Kemkar, S.; Tao, M.; Ghosh, A.; Ramamurthy, A.; Radhakrishnan, R.

Abstract

Castration-resistant prostate cancer emerges from coupling between cell-intrinsic heterogeneity and microenvironmental constraints. Mechanistically dissecting this coupling, rather than either factor in isolation, is the central aim of this study. To systematically study the effect of intrinsic and extrinsic spatial axes on disease trajectories, we developed an integrated multiscale framework: a cellular signaling model (MHS) parameterized with TCGA genomic data from control, biochemical recurrence (BR), and treatment-resistant (TR) cohorts, coupled to a spatial agent-based model (ABM). Machine learning surrogates trained on the MHS model identified PTEN, MDM4, and AR as dominant intrinsic drivers, using SHAP-based feature ranking. Clinical validation via Kaplan-Meier and Cox regression across cBioPortal cohorts confirmed these rankings: AR alterations (median OS 20 vs. 86 months), PTEN loss (54 vs. 77 months), and MDM4 amplification (33 vs. 75 months) predicted poor overall survival outcomes independently. At the tissue scale, ABM simulations were run to study the effect of microenvironmental (cell-extrinsic) factors such as physical confinement, androgen uptake kinetics, and adhesion-motility strength, on disease progression.

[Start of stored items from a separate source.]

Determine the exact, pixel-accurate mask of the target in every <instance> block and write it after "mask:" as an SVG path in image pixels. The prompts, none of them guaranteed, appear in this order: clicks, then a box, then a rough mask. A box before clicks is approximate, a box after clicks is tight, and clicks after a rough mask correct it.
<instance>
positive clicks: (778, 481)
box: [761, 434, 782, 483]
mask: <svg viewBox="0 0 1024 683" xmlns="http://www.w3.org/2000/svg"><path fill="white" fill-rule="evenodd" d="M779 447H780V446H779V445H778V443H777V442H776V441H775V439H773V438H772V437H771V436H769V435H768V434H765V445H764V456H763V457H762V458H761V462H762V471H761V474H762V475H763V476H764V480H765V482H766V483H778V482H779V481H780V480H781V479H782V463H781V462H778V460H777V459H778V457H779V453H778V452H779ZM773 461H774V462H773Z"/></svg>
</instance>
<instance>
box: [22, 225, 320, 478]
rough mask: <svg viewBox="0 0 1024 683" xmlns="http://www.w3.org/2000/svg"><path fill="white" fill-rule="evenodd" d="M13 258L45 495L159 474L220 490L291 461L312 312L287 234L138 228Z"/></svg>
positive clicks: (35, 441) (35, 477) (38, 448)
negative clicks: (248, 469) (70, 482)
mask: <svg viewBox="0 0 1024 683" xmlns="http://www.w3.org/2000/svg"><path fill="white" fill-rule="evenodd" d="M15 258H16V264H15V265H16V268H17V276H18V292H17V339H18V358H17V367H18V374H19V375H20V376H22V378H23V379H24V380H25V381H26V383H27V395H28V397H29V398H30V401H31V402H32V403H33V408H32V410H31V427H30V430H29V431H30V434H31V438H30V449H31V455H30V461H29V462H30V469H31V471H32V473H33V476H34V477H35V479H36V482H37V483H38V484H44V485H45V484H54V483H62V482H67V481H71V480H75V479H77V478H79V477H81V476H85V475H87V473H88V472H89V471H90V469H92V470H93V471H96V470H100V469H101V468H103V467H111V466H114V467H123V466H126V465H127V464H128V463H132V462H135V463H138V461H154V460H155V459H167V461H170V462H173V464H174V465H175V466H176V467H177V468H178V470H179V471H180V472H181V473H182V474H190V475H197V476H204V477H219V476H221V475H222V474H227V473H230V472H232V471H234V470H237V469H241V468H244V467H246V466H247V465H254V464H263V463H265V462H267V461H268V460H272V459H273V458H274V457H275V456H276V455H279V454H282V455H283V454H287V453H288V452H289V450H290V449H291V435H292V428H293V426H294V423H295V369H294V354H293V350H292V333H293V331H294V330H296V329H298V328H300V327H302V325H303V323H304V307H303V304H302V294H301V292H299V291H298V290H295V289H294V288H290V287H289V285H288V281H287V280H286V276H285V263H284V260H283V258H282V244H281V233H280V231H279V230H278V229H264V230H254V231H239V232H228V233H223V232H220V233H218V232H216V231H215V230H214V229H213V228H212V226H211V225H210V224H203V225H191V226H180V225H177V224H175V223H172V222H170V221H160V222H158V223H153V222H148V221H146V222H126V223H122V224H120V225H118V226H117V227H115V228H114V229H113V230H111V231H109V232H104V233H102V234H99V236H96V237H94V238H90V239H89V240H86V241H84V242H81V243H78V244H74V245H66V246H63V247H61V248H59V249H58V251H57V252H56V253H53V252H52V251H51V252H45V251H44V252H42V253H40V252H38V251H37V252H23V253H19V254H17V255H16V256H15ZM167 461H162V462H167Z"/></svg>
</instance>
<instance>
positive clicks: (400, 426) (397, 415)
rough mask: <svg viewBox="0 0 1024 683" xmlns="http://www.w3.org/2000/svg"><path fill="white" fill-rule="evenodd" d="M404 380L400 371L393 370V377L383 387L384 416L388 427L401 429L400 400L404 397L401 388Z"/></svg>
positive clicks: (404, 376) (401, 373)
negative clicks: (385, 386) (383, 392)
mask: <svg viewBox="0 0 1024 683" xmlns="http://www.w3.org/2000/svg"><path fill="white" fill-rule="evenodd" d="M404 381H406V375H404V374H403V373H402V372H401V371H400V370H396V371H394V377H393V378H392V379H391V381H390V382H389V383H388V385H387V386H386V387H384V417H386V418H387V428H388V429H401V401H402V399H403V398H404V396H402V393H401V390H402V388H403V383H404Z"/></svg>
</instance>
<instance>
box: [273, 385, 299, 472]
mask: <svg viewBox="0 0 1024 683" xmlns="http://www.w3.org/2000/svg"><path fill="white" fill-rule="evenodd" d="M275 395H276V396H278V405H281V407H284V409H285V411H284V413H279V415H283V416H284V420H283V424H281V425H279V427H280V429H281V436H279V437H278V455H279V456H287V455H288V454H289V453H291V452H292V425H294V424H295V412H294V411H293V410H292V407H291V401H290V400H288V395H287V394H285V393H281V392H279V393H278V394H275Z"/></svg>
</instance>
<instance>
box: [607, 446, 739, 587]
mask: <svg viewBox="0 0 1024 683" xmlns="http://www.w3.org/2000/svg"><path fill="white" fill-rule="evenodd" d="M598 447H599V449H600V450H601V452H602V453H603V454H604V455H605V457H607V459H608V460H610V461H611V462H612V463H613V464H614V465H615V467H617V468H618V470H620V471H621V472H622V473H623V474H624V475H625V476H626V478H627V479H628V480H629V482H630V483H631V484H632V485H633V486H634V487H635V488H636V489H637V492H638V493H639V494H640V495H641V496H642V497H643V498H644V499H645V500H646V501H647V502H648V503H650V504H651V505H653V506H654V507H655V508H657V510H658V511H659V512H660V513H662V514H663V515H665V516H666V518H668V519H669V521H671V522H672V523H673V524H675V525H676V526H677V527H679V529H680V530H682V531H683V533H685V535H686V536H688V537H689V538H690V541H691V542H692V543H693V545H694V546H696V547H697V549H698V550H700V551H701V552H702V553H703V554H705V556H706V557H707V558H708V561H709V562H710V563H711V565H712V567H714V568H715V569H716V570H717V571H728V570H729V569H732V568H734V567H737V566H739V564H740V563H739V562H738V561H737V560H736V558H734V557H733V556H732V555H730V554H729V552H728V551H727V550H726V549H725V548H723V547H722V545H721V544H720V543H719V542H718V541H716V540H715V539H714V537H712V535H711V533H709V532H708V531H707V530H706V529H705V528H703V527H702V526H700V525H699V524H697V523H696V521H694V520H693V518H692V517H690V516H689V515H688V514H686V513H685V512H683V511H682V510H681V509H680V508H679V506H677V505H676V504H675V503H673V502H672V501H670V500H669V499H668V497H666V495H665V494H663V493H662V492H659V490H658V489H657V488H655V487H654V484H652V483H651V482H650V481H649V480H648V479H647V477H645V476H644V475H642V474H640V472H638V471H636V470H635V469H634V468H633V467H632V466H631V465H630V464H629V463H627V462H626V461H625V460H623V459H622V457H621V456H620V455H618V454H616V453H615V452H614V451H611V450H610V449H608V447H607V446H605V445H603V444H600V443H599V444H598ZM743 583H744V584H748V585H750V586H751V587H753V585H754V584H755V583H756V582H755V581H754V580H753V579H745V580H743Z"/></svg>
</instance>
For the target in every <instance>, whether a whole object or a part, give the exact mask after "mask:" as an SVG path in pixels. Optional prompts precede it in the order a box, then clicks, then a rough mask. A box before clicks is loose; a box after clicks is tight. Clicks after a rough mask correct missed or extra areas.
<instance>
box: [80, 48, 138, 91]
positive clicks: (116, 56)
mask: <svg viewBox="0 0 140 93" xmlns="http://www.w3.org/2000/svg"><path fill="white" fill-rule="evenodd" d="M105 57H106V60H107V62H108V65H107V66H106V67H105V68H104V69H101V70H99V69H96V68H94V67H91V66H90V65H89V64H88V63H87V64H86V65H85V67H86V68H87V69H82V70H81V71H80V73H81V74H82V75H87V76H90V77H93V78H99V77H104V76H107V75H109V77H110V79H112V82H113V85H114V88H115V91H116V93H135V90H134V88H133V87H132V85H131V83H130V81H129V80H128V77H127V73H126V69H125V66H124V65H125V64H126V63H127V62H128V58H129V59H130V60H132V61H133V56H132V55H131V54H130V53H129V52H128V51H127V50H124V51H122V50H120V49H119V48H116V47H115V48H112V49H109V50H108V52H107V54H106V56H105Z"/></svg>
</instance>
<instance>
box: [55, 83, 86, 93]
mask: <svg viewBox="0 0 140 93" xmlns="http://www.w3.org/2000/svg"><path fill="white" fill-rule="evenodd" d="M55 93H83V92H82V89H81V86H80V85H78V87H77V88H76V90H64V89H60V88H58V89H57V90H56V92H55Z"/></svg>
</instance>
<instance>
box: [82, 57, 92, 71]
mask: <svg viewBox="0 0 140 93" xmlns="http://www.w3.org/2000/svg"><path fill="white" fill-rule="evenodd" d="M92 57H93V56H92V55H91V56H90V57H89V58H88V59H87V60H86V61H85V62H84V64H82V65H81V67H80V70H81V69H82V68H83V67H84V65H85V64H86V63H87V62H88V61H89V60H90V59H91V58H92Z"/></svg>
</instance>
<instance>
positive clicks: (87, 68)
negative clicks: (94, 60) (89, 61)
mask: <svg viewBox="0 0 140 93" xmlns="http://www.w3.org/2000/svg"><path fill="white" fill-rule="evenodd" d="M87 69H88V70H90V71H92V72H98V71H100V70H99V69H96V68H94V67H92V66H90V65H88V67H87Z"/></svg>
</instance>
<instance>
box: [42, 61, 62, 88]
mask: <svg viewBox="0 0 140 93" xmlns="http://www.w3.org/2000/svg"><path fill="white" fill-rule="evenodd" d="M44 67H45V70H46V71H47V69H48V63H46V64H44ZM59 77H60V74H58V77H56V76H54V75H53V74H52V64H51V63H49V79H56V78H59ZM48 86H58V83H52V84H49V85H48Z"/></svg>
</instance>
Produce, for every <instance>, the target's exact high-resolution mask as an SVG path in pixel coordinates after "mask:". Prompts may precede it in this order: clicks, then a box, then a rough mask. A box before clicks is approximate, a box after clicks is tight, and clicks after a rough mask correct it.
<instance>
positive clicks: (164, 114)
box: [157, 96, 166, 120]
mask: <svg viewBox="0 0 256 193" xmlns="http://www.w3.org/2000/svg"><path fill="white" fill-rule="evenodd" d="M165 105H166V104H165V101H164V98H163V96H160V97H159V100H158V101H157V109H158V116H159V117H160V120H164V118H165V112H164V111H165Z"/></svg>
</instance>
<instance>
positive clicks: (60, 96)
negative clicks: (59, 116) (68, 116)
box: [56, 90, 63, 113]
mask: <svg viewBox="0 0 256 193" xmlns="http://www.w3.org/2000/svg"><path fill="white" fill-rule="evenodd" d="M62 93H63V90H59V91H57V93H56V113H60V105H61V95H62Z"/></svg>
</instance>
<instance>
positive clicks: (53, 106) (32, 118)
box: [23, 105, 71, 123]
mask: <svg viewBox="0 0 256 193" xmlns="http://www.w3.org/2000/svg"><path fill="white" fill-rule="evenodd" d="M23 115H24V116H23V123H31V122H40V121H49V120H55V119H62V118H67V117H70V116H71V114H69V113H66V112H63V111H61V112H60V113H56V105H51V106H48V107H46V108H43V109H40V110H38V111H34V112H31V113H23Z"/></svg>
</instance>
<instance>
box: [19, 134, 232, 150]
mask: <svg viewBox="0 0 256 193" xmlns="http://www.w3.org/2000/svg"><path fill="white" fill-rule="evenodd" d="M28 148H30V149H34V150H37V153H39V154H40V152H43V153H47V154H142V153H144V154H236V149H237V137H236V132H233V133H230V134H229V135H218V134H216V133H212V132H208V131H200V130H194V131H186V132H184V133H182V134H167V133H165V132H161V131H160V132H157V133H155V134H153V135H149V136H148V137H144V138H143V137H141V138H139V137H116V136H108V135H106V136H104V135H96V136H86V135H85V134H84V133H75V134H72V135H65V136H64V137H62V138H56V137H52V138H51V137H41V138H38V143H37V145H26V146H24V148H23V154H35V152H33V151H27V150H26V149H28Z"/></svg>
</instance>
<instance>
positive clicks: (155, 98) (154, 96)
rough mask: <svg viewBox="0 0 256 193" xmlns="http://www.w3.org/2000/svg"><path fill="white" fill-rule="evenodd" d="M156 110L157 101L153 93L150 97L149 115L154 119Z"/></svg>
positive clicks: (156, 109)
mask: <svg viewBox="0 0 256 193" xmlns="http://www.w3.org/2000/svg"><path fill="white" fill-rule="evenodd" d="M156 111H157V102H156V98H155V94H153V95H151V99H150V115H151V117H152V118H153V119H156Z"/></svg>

This spatiotemporal analysis revealed that identical genetic alterations produce varied selection outcomes depending on microenvironmental context. Extending this coupling logic to the individual patient level, we parameterized the MHS model using gene expression profiles from 14 patients in the EUREKA1 prospective registry. Patient-specific androgen sensitivity ratios, the ratio of net cell growth under high versus low testosterone, stratified patients by model-predicted androgen dependence without requiring longitudinal PSA observations and showed that PTEN deletion shifts the proliferative response toward androgen independence in a patient-specific magnitude set by the broader expression background. This provides a model-based route from genomic data at diagnosis to personalized prediction of ADT resistance risk. Together, these findings establish that CRPC emergence is an emergent property of the intrinsic-extrinsic coupling, that neither molecular nor spatial analyses in isolation can predict clinical trajectories, and that mechanistic integration of both is required for accurate patient stratification.